Fighting Tough Cases – Marijuana Possession

No matter how bad you think your case is, the prosecution has to prove its case beyond a reasonable doubt, and its evidence cannot be the result of a violation of your constitutional rights.

In some cases that may seem hopeless to you, the prosecution will be unable to prove its case. Even if you admitted to the police that you had a bag of marijuana in the car, and they found it after you gave them permission to search the car, the state’s evidence may still have fatal flaws.

Before you to go to trial, the state must give you its evidence – if you ask for it. The evidence should include the reports of all the police involved in the arrest, the analysis of the substances found in your car that the state alleges are the illegal drugs, and often a video of the stop, questioning, search and arrest. Problems with any of that evidence could weaken the state’s case and result in the prosecution accepting a plea to a lesser charge or, in some cases, even dismissal of the case.

The prosecution’s problem may be at the beginning of the process – maybe the police had no right to stop your car in the first place. That may mean that everything that happened after the stop was the result of a violation of your constitutional rights and cannot be used to prove your guilt.

Maybe after properly stopping your car, they questioned you in an improper manner. Whether they did can be a tricky question. The problem may with the type of questions they asked, or that they required you to remain and answer questions when they had no constitutionally permissible basis to do so, or other issues. As with the improper stop, if the questioning was improper, it may have been a violation of your constitutional rights and the state may not be able to use your answers or the marijuana they found based on your answers to prove its case.
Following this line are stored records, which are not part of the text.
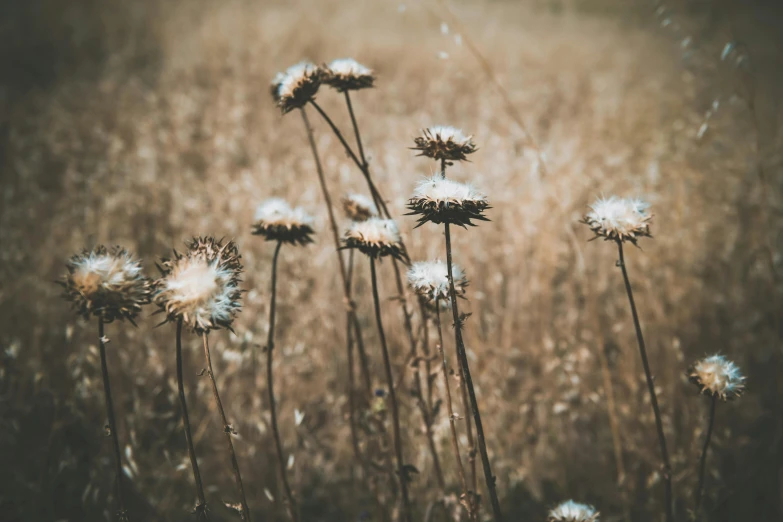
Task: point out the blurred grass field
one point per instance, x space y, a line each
143 123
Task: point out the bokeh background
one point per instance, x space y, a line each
143 123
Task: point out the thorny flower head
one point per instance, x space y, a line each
444 143
430 279
201 286
296 86
359 208
571 511
619 219
442 200
277 221
106 283
376 238
347 74
718 377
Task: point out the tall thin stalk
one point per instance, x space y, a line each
228 430
703 460
401 472
468 383
123 514
293 510
201 507
450 410
667 468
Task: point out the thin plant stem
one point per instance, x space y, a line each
450 410
392 398
228 430
270 348
123 514
703 460
201 507
468 383
348 301
667 468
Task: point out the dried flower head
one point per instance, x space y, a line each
359 208
442 200
718 377
277 221
430 279
106 283
347 74
296 86
619 219
444 143
571 511
375 237
201 287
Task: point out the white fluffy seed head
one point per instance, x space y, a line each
375 237
430 279
359 207
571 511
202 286
619 219
106 283
718 377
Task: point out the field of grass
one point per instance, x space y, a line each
144 124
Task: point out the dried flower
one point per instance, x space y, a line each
277 221
296 86
347 74
446 143
375 237
718 377
442 200
430 279
619 219
201 287
571 511
359 208
106 283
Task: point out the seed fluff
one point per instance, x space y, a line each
201 286
277 221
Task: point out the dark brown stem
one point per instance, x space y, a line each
348 302
228 430
293 510
201 507
468 383
450 409
123 514
667 468
402 475
703 460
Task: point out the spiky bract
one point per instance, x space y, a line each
718 377
444 143
441 200
201 286
106 283
276 220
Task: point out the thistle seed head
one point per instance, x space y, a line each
277 221
106 283
430 279
444 143
571 511
619 219
296 86
347 74
201 287
442 200
718 377
376 238
359 208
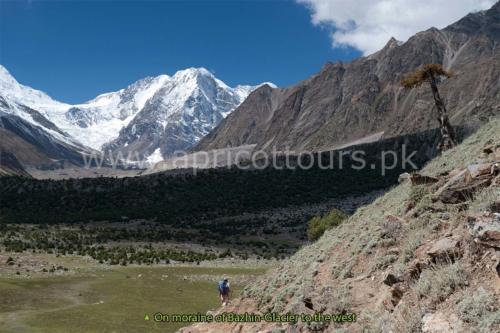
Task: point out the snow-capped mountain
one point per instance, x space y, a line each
150 118
183 110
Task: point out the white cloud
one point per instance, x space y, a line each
368 24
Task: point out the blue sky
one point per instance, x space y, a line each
75 50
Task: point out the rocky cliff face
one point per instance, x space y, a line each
421 258
348 102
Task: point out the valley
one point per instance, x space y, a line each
368 191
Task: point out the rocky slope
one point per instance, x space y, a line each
424 257
346 102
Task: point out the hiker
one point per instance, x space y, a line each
224 291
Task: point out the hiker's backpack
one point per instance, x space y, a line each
223 288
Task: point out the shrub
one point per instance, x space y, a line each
440 281
318 225
480 309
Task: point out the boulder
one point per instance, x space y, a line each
445 249
391 279
485 228
404 177
418 179
462 192
480 169
393 297
438 322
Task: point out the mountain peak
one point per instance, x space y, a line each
193 72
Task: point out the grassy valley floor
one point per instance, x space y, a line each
112 300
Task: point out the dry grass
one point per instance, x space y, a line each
480 309
438 282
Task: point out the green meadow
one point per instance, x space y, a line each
114 300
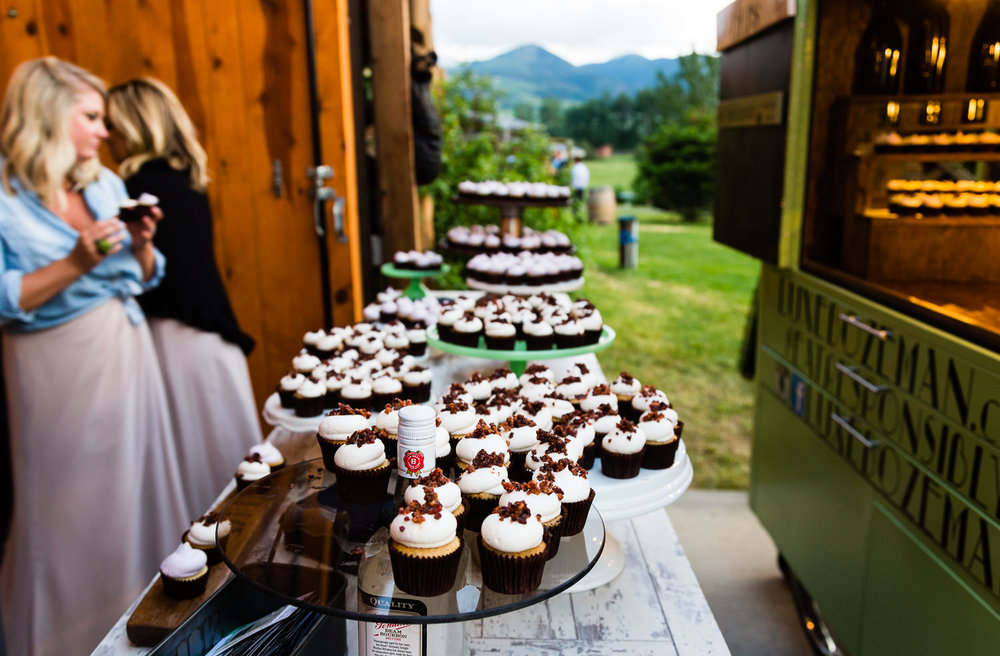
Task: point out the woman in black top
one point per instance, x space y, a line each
201 347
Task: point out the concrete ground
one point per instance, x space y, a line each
736 564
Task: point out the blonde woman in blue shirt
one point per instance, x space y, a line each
97 502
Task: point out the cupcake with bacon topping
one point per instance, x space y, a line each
424 548
512 550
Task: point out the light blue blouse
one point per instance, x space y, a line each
31 236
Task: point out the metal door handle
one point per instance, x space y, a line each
851 430
338 219
861 325
853 375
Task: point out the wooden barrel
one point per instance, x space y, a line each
601 205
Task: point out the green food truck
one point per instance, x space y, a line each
859 160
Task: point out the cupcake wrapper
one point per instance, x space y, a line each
553 534
479 509
362 486
660 455
188 588
287 398
517 470
424 577
328 449
621 465
576 515
508 574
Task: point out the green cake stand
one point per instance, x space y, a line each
519 356
416 289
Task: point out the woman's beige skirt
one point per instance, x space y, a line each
98 501
211 404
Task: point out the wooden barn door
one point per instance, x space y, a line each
243 70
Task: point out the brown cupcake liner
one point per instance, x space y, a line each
517 470
576 515
363 486
480 508
553 534
424 577
509 573
328 449
621 465
188 588
660 455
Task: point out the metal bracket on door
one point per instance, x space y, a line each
319 192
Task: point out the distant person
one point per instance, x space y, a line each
579 180
201 347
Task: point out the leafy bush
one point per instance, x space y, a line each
474 148
676 168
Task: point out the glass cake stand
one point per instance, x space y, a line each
294 536
519 356
416 289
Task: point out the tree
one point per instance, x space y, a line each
473 148
676 168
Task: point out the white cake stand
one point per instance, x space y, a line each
629 497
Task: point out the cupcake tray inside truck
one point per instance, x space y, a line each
876 452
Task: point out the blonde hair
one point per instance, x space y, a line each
153 125
35 138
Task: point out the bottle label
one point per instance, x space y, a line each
388 638
416 462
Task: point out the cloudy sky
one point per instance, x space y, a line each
579 31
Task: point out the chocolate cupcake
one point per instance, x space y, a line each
424 548
512 550
448 494
544 500
482 484
184 573
362 468
622 451
336 427
578 496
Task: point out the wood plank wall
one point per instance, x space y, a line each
239 67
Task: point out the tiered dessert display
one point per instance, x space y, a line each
518 330
414 266
511 198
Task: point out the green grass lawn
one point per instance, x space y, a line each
680 318
617 171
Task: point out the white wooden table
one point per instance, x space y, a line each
655 607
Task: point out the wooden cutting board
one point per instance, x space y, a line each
156 616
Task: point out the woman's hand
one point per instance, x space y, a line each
142 231
96 242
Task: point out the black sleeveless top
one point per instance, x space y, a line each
191 291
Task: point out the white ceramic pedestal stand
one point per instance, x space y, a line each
629 497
Another possibility is that the evidence was not handled properly after it was collected by the police. For example, if the container with the evidence was mislabeled by the laboratory that tested it, the result of the test may not be available for use at trial because it may not be clear that the substance tested was the same as the material taken from your car.

While law enforcement usually follows its procedures correctly, everybody makes mistakes. You won’t know whether they did in your case until you get the state’s evidence and review it with an attorney who knows how courts have treated cases with facts like yours.
We have seen cases where law enforcement has made such mistakes. When we have shown the prosecutor the problems those facts create for the state’s case, the prosecutor has often been willing to accept a plea to a less serious offense. If not, in appropriate cases, we use the problems with the state’s evidence as the basis of a vigorous defense at trial.